Hi!
Being new to the forum, I first want to say hi folks! Nice that you provide us beginners such a nice place to ask questions!
Coming to my current problem. I want to write fast (masm32) MMX inline assembly for following C code (within VisualC++):
-----------------------
(CurrentBfr << (32 - BitsLeft)) >> (32 - N);
-----------------------
(all variables are unsigned ints)
So I thought using psrlq and psllq would be quite sufficient for a first start:
----------------------------------------------------------------------
unsigned int CBfr=CurrentBfr, BLeft=BitsLeft;
__asm{
pxor mm0, mm0
mov eax, BLeft
movd mm0, CBfr
mov ebx, 32
sub ebx, eax
mov eax, 32
mov ecx, N
sub eax, ecx
psllq mm0, bl
psrlq mm0, al
movd CBfr, mm0
}__asm emms;
------------------------------------------------------------
So this doesn't work at all. Maybe you see it immediately what's wrong here, but I've no idea (except that different truncation maybe the root for some problems).
However, maybe you can help me with some additional questions too:
-As you see I map the global variables CurrentBfr and BitsLeft to local ones, since I get errors accessing the globals from within the inline assembly of the function. Is there a different possiblity (I'm using visualstudio with the processor pack)?
-When do I need to pxor/xor a register? A mov 1, eax writes the 1 in every case into eax, doesn't it?
-If I use edx (instead of again eax) for the 2nd 32, why do I get an access violation?
I hope somebody takes the time to help me a bit out here - thanks a lot beforehand!
Cheers, Hannes
You can just use normal instruction and don't even need MMX for your code. In order to maxmise the efficiency and apply MMX correctly, you should be doing stuff like 8 bytes/ 4 words/ 2 dwords at a time.
If not, stick to normal instructions
Thanks for your reply!
I know shr/shl; but I want to optimize for the P4, hence I want to use the MMX versions which are said to be way faster.
Cheers, Hannes
MMX instruction are supposed to be used with parallelism for its powers to be exploited.
For example, you can read 4 pixels and process it in one go using mmx if each pixel takes up 1 byte. In your example, such parallelism does not exist, hence I think it is useless and wasteful to use mmx for such situtations.
Yeah, I know that MMX is mainly used for packed data. However I was told that shifting via mmx was faster than the usual shift. I just tried it, it isn't.

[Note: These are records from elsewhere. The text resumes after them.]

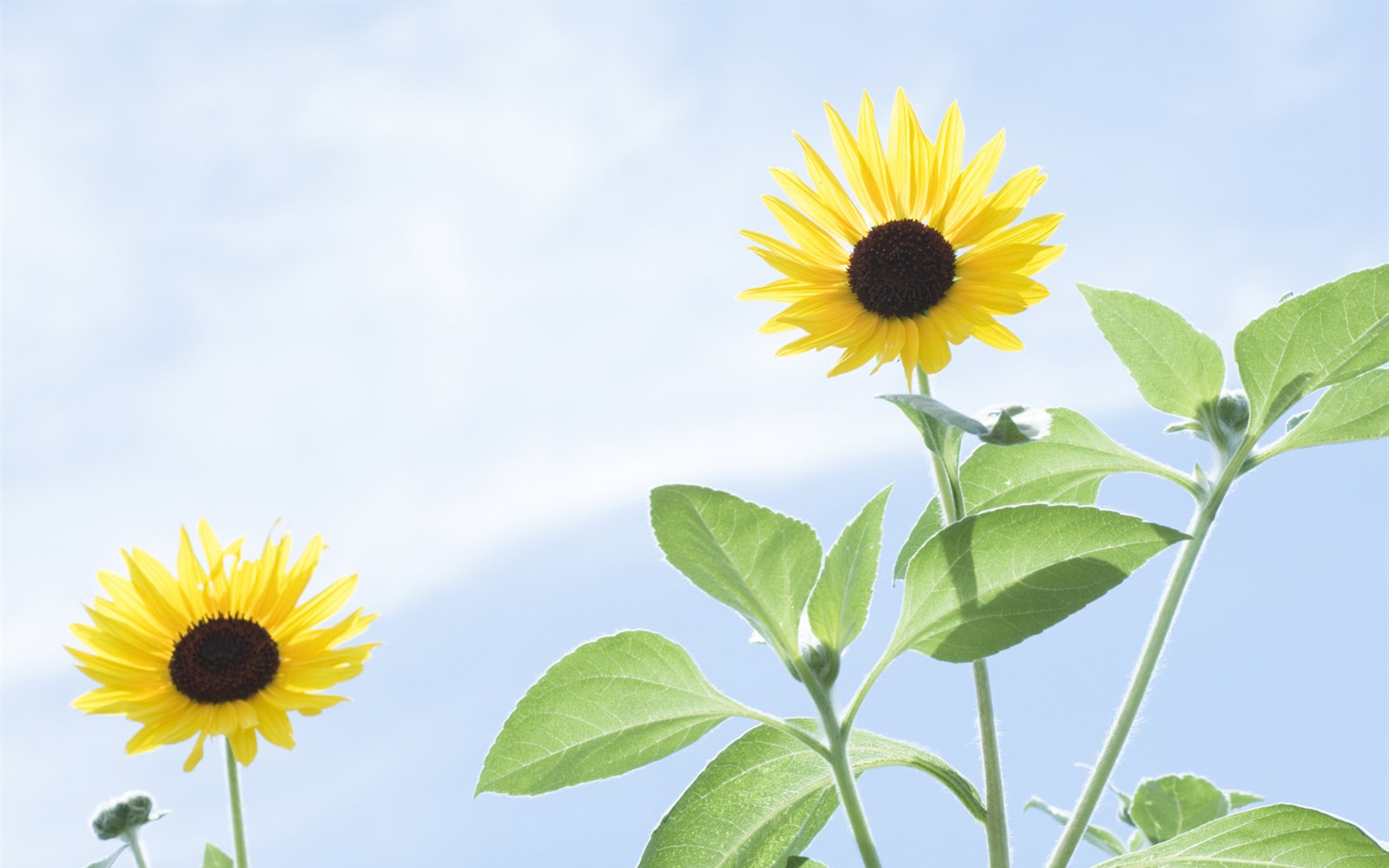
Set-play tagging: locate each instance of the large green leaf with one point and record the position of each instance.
(992, 579)
(1353, 410)
(1276, 837)
(1315, 339)
(927, 525)
(1164, 807)
(1099, 837)
(608, 707)
(767, 794)
(839, 604)
(760, 563)
(1177, 369)
(1064, 467)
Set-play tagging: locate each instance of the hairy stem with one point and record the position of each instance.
(136, 849)
(1148, 659)
(843, 770)
(995, 810)
(234, 792)
(995, 816)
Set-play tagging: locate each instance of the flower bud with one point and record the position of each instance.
(122, 814)
(823, 661)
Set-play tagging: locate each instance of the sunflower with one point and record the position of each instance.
(924, 260)
(224, 651)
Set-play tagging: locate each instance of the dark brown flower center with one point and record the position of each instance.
(222, 660)
(900, 269)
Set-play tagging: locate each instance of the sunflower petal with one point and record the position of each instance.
(878, 169)
(856, 169)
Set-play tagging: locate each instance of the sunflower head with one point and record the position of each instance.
(921, 255)
(218, 649)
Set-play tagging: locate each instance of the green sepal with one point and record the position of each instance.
(759, 563)
(1099, 837)
(1014, 425)
(1164, 807)
(110, 860)
(1317, 339)
(839, 603)
(608, 707)
(1177, 369)
(1274, 837)
(1189, 425)
(212, 857)
(767, 794)
(995, 578)
(1002, 425)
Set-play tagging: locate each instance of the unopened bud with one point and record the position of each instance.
(122, 814)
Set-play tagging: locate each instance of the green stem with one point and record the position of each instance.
(776, 723)
(234, 790)
(995, 813)
(1148, 659)
(995, 808)
(863, 689)
(843, 771)
(136, 849)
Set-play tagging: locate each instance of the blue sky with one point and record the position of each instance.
(453, 286)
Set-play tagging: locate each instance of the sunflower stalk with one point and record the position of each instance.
(1177, 582)
(845, 784)
(946, 464)
(234, 794)
(132, 837)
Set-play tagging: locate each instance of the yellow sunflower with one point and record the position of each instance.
(924, 260)
(224, 651)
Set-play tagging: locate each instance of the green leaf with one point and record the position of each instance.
(1315, 339)
(608, 707)
(110, 860)
(767, 794)
(1064, 467)
(1274, 837)
(216, 859)
(839, 604)
(1177, 369)
(1164, 807)
(1353, 410)
(1239, 799)
(1099, 837)
(992, 579)
(760, 563)
(927, 527)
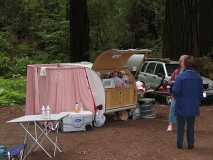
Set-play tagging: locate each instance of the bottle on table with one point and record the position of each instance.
(43, 111)
(77, 108)
(48, 111)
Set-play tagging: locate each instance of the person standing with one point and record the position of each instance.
(188, 92)
(178, 71)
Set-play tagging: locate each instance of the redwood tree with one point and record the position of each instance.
(79, 27)
(181, 31)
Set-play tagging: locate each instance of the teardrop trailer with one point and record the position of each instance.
(118, 82)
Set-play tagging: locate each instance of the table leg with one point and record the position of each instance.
(35, 140)
(50, 140)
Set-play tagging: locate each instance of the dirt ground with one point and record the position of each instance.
(144, 139)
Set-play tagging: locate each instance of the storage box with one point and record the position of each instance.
(77, 121)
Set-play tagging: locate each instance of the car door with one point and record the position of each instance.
(159, 75)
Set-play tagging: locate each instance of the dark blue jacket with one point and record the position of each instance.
(188, 91)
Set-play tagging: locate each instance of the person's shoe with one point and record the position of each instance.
(169, 129)
(180, 146)
(190, 146)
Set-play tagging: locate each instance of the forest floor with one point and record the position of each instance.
(144, 139)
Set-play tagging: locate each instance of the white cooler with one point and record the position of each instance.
(77, 121)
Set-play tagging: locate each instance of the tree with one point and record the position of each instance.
(181, 34)
(79, 30)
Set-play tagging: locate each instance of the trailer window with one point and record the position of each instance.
(151, 67)
(143, 67)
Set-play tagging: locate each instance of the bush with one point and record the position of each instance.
(12, 91)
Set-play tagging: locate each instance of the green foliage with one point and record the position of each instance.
(125, 24)
(12, 91)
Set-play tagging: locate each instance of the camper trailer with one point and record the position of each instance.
(118, 82)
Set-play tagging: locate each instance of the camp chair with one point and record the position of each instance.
(16, 151)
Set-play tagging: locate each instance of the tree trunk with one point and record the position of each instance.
(181, 30)
(79, 31)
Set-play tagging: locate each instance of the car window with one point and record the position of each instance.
(159, 70)
(143, 67)
(171, 68)
(151, 67)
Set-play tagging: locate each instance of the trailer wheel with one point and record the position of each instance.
(123, 115)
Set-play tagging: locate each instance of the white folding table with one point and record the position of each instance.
(41, 131)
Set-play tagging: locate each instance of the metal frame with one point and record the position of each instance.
(41, 132)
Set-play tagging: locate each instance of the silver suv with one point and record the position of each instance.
(155, 74)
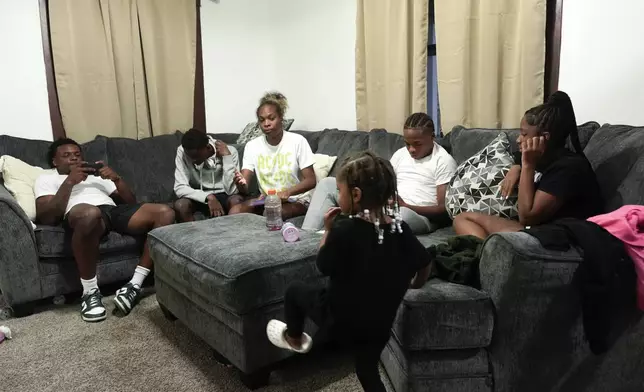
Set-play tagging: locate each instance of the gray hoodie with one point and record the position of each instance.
(216, 175)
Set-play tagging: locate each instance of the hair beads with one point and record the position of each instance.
(376, 178)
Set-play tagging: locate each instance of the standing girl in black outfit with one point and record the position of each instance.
(370, 256)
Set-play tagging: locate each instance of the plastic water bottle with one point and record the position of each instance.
(273, 211)
(290, 232)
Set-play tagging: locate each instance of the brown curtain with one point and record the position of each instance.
(124, 67)
(391, 62)
(491, 56)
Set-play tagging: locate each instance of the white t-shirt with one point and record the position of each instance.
(418, 179)
(94, 190)
(278, 167)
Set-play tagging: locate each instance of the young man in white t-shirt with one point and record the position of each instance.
(90, 202)
(423, 171)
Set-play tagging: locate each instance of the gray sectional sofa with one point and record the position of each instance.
(520, 332)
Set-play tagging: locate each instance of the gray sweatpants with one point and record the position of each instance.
(325, 197)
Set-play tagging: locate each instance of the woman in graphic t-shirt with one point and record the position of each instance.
(280, 160)
(553, 182)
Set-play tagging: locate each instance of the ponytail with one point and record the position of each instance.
(556, 117)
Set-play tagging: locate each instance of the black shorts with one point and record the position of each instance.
(222, 198)
(116, 218)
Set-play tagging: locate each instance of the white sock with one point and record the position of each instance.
(89, 285)
(139, 275)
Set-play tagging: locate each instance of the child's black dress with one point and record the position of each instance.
(366, 286)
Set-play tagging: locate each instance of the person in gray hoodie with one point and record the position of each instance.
(203, 178)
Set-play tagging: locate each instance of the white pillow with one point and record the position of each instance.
(321, 167)
(476, 186)
(19, 179)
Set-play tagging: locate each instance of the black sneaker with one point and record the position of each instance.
(127, 297)
(92, 309)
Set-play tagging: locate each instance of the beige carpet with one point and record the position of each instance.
(54, 350)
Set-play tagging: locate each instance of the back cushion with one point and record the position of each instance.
(385, 144)
(147, 165)
(34, 152)
(616, 152)
(462, 142)
(341, 144)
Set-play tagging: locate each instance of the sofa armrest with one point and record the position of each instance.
(19, 273)
(537, 333)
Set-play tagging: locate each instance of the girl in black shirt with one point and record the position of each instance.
(554, 182)
(370, 256)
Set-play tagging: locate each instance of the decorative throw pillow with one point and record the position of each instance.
(476, 186)
(252, 130)
(19, 178)
(321, 167)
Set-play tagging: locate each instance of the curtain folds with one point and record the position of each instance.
(491, 56)
(124, 68)
(391, 62)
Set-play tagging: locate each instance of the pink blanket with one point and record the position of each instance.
(627, 224)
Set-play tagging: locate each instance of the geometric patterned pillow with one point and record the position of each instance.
(476, 185)
(253, 130)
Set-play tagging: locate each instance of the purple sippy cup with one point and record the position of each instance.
(290, 232)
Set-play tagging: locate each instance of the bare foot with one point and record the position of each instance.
(296, 343)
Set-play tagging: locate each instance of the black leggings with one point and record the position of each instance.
(302, 301)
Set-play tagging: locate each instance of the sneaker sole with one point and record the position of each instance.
(94, 319)
(121, 306)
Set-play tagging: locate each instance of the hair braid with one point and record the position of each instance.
(557, 117)
(376, 179)
(420, 121)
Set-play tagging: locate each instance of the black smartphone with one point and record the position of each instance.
(96, 166)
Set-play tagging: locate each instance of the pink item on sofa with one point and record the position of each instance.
(627, 224)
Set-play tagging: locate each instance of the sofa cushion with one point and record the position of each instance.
(54, 242)
(444, 315)
(616, 152)
(147, 165)
(463, 142)
(243, 269)
(437, 370)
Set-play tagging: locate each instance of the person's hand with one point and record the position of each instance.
(107, 173)
(329, 216)
(78, 174)
(215, 207)
(401, 202)
(510, 181)
(221, 148)
(531, 150)
(239, 179)
(284, 195)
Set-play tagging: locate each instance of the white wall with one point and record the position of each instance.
(302, 48)
(24, 105)
(602, 58)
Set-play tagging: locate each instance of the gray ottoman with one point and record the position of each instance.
(225, 279)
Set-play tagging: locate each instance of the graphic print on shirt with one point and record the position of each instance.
(275, 171)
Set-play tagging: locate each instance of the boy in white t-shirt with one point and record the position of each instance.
(423, 171)
(89, 202)
(280, 160)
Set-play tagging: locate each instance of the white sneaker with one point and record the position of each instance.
(92, 309)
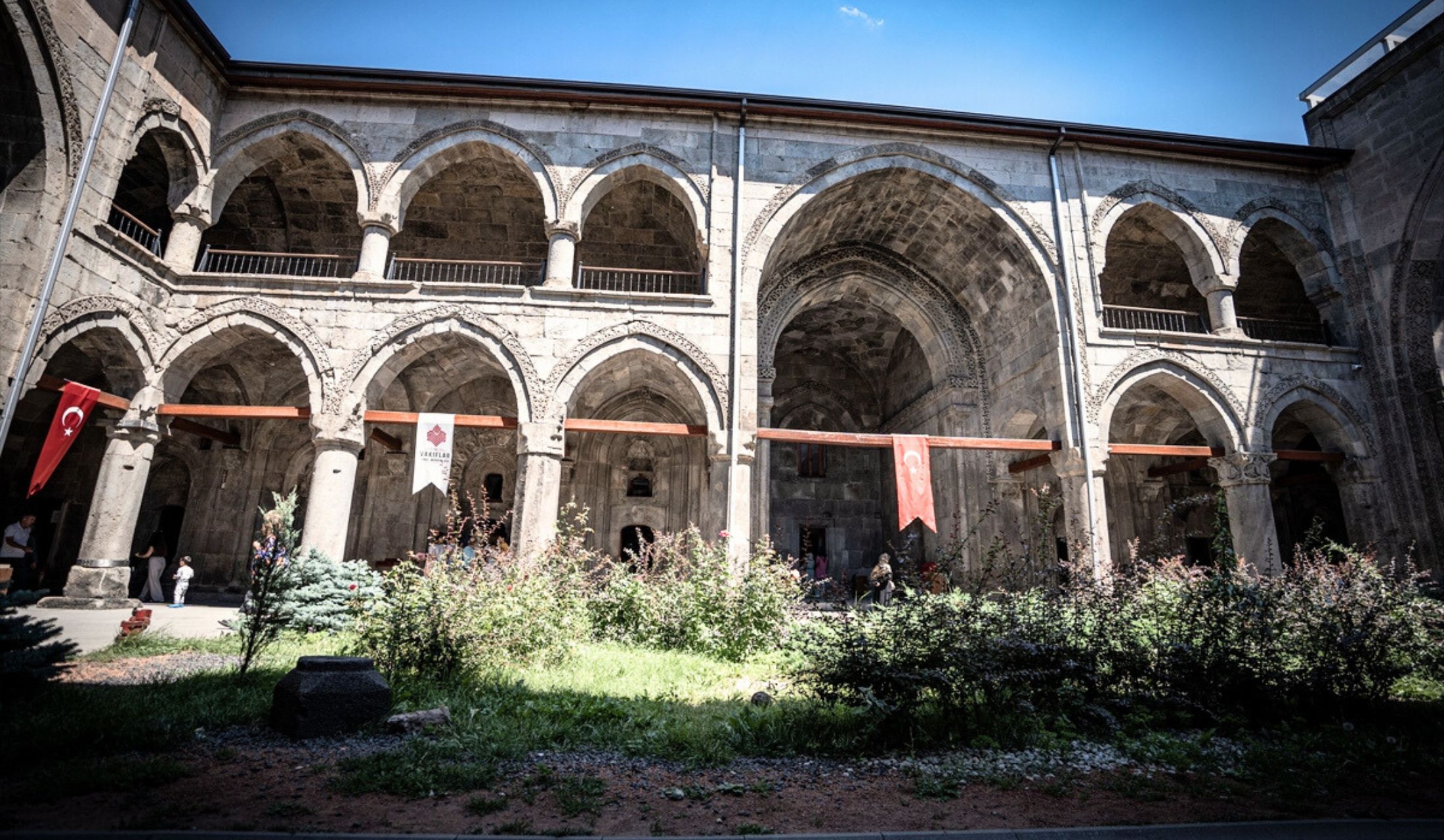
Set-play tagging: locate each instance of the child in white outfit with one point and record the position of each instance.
(182, 578)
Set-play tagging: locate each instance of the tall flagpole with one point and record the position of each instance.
(32, 337)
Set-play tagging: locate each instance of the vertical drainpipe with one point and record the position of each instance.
(1072, 354)
(735, 379)
(62, 238)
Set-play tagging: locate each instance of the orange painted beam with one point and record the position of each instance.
(234, 411)
(107, 400)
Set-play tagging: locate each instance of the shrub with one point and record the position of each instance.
(324, 595)
(685, 594)
(464, 612)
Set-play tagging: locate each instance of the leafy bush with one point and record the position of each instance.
(1334, 633)
(464, 612)
(324, 595)
(685, 594)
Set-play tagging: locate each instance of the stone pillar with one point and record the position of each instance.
(100, 578)
(1219, 291)
(184, 243)
(376, 243)
(561, 255)
(539, 486)
(763, 465)
(328, 503)
(1080, 533)
(1245, 481)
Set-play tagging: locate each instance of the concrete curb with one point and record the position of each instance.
(1273, 830)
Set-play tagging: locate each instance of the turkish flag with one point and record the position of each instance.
(71, 415)
(914, 480)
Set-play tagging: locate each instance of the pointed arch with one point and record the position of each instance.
(249, 148)
(374, 368)
(178, 366)
(796, 196)
(1206, 400)
(429, 155)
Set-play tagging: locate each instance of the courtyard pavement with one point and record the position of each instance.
(1274, 830)
(93, 630)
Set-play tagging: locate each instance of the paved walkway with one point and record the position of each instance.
(93, 630)
(1284, 830)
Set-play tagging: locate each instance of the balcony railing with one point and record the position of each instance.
(135, 230)
(464, 272)
(1300, 331)
(647, 280)
(1156, 320)
(223, 262)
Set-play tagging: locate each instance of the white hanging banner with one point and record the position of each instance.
(434, 448)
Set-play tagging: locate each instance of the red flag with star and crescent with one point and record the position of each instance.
(914, 478)
(71, 415)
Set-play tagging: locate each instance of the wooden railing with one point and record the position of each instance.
(135, 230)
(1300, 331)
(1156, 320)
(497, 272)
(224, 262)
(647, 280)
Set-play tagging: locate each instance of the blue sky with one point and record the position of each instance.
(1231, 68)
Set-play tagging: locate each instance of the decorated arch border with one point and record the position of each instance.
(289, 329)
(509, 350)
(1008, 205)
(1185, 364)
(717, 400)
(778, 301)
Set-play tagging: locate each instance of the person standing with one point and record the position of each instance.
(155, 555)
(881, 581)
(18, 552)
(182, 578)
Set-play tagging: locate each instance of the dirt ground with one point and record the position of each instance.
(285, 788)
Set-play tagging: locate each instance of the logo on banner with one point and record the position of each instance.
(434, 452)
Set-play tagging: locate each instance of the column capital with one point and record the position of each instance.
(1215, 284)
(1069, 462)
(379, 220)
(1241, 468)
(542, 438)
(564, 228)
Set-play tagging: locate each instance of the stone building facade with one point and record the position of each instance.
(344, 240)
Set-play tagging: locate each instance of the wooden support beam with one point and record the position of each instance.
(1176, 468)
(387, 440)
(107, 400)
(191, 426)
(634, 428)
(234, 411)
(1030, 464)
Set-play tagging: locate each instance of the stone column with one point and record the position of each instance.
(1245, 481)
(328, 503)
(376, 243)
(184, 243)
(539, 486)
(763, 465)
(561, 255)
(1219, 291)
(1085, 534)
(100, 578)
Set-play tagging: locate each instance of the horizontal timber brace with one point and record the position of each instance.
(185, 413)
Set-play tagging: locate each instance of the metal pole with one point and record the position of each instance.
(735, 380)
(1073, 352)
(32, 337)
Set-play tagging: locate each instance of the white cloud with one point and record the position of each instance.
(867, 19)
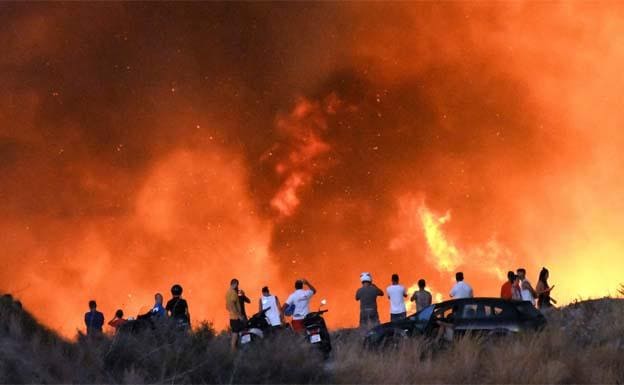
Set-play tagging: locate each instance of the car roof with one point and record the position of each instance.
(481, 300)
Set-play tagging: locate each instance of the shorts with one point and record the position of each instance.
(398, 316)
(369, 318)
(236, 325)
(297, 325)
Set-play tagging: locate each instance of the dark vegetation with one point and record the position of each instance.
(583, 343)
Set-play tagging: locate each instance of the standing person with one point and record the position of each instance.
(516, 294)
(177, 308)
(271, 302)
(158, 310)
(396, 295)
(461, 288)
(94, 320)
(527, 293)
(243, 300)
(507, 288)
(422, 297)
(233, 306)
(118, 320)
(301, 300)
(367, 295)
(544, 301)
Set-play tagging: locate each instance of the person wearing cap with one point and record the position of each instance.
(177, 308)
(367, 295)
(300, 299)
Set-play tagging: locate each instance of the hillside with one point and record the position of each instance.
(584, 343)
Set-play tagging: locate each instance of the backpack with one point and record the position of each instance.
(290, 310)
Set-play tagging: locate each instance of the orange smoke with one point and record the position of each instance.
(152, 146)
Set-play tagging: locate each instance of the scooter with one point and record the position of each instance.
(316, 330)
(256, 328)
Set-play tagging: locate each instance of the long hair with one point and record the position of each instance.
(542, 278)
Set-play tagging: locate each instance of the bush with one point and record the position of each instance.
(583, 343)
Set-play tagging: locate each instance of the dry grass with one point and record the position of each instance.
(583, 343)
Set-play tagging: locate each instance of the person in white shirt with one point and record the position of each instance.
(271, 302)
(301, 300)
(461, 288)
(396, 294)
(527, 293)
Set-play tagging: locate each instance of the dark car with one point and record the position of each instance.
(489, 316)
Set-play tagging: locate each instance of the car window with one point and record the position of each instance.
(527, 309)
(486, 311)
(476, 310)
(444, 313)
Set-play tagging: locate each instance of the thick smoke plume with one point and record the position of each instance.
(147, 144)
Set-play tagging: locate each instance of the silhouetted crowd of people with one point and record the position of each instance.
(517, 287)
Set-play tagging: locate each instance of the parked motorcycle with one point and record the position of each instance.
(257, 327)
(316, 330)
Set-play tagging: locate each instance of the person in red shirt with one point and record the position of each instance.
(118, 320)
(507, 288)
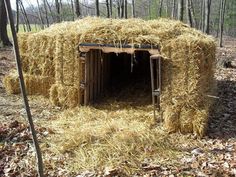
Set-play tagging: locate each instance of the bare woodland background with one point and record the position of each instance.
(209, 16)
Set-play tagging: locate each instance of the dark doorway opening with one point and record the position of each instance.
(129, 77)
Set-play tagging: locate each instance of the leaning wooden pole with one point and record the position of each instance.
(23, 90)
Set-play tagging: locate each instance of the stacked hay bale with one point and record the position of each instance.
(37, 59)
(188, 62)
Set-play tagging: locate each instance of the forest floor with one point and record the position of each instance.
(215, 155)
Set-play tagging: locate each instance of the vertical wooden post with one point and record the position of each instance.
(23, 90)
(99, 73)
(95, 72)
(91, 74)
(87, 79)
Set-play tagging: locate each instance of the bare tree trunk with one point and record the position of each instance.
(46, 12)
(4, 40)
(221, 23)
(77, 9)
(180, 10)
(111, 8)
(121, 8)
(160, 8)
(125, 9)
(202, 15)
(58, 14)
(72, 9)
(192, 13)
(118, 8)
(133, 8)
(17, 16)
(108, 8)
(173, 9)
(25, 16)
(40, 15)
(207, 16)
(97, 8)
(62, 15)
(50, 10)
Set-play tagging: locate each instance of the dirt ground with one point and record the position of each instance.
(217, 159)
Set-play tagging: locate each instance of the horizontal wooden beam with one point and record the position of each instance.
(126, 48)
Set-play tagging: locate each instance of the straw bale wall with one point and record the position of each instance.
(187, 69)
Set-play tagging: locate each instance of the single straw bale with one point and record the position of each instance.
(35, 85)
(59, 59)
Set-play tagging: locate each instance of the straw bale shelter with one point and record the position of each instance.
(55, 65)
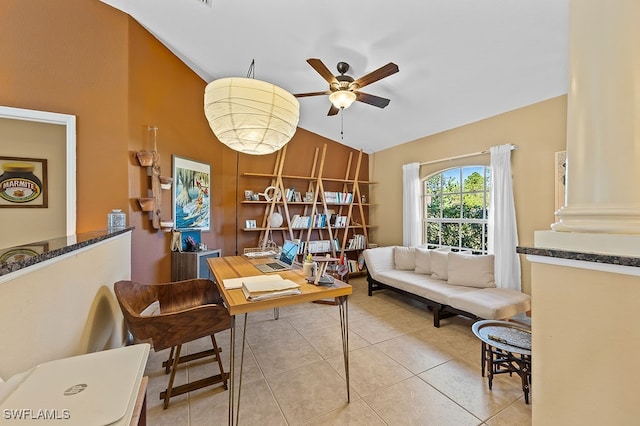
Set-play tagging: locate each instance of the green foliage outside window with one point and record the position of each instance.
(455, 206)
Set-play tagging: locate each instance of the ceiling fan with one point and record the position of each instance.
(344, 89)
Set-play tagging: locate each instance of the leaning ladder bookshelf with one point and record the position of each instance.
(321, 206)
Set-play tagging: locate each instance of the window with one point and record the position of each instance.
(455, 203)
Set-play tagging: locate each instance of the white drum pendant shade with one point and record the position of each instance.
(249, 115)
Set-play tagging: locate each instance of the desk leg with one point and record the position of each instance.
(483, 361)
(343, 306)
(234, 408)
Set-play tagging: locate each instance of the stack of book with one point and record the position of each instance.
(261, 287)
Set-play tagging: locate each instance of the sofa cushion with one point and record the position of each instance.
(423, 261)
(404, 258)
(439, 262)
(491, 303)
(423, 285)
(470, 270)
(378, 259)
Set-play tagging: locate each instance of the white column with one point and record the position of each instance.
(603, 122)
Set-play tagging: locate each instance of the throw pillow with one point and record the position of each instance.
(423, 261)
(404, 257)
(471, 270)
(439, 264)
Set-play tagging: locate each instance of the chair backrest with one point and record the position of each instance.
(189, 310)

Besides: in above code the shift instructions psllq/psrlq need mmx registers (instead of al,bl) for the shiftcounter; that was the bug that prevented the hole from working.
Cheers, Hannes
Btw even if you are using shl/shr you have to use cl for the shift and not al or bl. Sorry for not looking hard enough at your code btw. :toothy
Thanks for your help!
You are welcome :U